Selama ini banyak bukti yang menunjukkan, paket-paket program penanggulangan
kemiskinan di Indonesia memang lebih banyak berorientasi pada peningkatan
program daripada mendistribusikan kesejahteraan yang seharusnya menjadi
tujuan utama. Paket bantuan permodalan dan bantuan teknologi yang diberikan
pemerintah, meski dimaksudkan untuk mendongkrak pendapatan masyarakat
ekonomi menengah ke bawah, sesungguhnya lebih bertujuan untuk meningkatkan
produksi demi kepentingan ekspor dan peraihan devisa.

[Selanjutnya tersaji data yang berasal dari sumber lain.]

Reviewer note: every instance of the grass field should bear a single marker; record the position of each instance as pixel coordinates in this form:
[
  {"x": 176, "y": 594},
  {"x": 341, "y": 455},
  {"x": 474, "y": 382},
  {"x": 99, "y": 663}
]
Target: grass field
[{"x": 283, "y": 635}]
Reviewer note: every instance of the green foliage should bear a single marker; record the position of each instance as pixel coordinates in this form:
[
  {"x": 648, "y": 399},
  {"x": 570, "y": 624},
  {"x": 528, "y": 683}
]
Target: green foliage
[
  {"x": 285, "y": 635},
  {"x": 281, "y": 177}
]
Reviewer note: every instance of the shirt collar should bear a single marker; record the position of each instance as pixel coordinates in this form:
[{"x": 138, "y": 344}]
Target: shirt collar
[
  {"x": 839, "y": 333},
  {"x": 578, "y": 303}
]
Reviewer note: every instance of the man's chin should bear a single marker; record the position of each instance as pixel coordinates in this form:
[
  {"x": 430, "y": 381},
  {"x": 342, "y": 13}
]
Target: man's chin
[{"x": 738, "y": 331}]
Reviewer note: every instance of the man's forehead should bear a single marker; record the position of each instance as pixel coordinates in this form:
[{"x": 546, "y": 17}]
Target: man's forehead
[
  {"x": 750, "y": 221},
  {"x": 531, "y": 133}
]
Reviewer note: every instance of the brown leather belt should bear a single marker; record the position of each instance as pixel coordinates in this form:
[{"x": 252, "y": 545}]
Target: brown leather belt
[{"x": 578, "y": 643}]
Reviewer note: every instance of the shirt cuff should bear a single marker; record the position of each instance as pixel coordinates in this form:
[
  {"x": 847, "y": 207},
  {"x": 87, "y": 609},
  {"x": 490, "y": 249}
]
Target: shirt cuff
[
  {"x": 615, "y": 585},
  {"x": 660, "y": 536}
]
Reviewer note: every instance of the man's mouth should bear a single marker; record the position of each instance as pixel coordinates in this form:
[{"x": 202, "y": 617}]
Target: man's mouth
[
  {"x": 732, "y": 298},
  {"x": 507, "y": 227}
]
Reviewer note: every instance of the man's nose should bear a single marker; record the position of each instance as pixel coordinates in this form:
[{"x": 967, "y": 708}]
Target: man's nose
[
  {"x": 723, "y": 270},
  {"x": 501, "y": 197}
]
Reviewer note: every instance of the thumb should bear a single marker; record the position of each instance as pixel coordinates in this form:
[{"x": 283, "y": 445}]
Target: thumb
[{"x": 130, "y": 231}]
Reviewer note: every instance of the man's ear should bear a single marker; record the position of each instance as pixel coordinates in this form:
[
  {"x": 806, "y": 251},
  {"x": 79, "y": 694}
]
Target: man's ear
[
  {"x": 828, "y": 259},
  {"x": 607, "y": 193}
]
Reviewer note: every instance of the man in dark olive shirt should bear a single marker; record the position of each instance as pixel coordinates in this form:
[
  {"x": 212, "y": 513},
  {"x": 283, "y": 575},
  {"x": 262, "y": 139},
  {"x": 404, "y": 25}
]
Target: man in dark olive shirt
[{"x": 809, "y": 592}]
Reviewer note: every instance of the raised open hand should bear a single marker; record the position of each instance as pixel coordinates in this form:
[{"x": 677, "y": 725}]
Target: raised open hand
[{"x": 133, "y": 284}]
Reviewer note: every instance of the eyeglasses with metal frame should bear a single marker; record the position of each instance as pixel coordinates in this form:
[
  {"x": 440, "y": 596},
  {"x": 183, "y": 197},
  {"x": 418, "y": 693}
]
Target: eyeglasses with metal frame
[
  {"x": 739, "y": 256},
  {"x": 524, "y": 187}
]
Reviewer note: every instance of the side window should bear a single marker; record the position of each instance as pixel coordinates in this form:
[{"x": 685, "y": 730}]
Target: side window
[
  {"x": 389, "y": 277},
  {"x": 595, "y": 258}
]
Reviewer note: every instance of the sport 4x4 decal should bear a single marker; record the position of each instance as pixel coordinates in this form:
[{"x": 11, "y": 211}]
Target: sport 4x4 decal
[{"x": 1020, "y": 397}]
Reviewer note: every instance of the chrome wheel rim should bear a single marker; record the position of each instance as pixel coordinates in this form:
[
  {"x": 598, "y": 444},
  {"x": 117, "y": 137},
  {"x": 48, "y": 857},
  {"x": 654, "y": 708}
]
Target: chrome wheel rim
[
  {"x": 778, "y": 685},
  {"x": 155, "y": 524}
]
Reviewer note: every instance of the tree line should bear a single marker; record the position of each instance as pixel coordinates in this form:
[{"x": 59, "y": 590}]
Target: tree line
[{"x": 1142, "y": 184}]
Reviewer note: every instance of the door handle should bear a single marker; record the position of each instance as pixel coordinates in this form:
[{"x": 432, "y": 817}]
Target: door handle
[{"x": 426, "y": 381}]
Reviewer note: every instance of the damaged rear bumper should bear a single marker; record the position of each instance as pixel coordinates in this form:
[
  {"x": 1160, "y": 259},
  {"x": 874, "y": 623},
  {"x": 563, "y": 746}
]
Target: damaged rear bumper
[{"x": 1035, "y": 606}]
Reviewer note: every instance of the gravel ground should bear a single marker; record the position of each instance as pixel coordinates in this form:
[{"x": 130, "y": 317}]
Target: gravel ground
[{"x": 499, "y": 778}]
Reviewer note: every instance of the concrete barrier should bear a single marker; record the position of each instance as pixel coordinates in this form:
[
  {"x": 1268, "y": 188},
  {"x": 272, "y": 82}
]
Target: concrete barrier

Lebih tragis lagi, sering terjadi tindakan pemerintah yang
mengatasnamakan pembangunan itu tidak memberikan manfaat nyata bagi usaha
penanggulangan kemiskinan, tetapi justru berdampak menggerogoti kemampuan
swadaya lokal. Penetrasi teknologi dan bantuan modal usaha ke sejumlah wilayah
dan komunitas masyarakat miskin, benar di satu sisi telah berhasil mendongkrak
angka-angka produksi dan mengantarkan Indonesia ke tahap swasembada
dalam berbagai sektor produksi.
Namun, tak bisa diingkari bahwa kesenjangan di saat yang sama
justru makin melebar dan potensi masyarakat banyak yang tersungkur digerus modernisasi.
Memihak
Masyarakat Miskin
Program penanggulangan kemiskinan yang dilaksanakan di Indonesia
seyogianya tidak terjebak pada program-program yang bersifat karitatif dan
populis, tetapi harus lebih mengedepankan program-program yang lebih dirancang
untuk jangka panjang.
Hanya yang menjadi persoalan sekarang, sejak kebijakan otonomi
daerah diberlakukan, elite politik yang terpilih sering kali merasa hanya memiliki
waktu memimpin hanya lima tahun saja. Maka sering terbersit di benak mereka,
daripada menyusun program penanggulangan kemiskinan jangka panjang yang
hasilnya akan diklaim kesuksesan pemimpin penggantinya, yang terjadi kemudian
banyak pemimpin lebih suka memilih dan melaksanakan program yang sifatnya
populis dan instan, meski hasilnya sangatlah temporer. Di mata mereka, program
yang populis lebih penting dari pada program yang sifatnya investasi dan
akumulasi secara berkelanjutan.
Upaya untuk menanggulangi kemiskinan yang efektif, meningkatkan
posisi tawar masyarakat miskin terhadap semua bentuk eksploitasi dan superordinasi,
selain membutuhkan kondisi perekonomian yang mantap, prasyarat lain yang
dibutuhkan tak pelak adalah peluang-peluang sosial (Social Opportunities) yang
benar-benar memihak masyarakat miskin. Selain itu perlu kesadaran para
perencana pembangunan serta elite politik untuk memahami persoalan kemiskinan
tanpa harus terkontaminasi oleh kepentingan politik praktis.
Sepanjang cara pandang elite politik dan para perencana
pembangunan masih belum sepenuhnya steril dari kepentingan politik, sepanjang
itu pula upaya untuk menangani kemiskinan akan tetap menjadi utopia.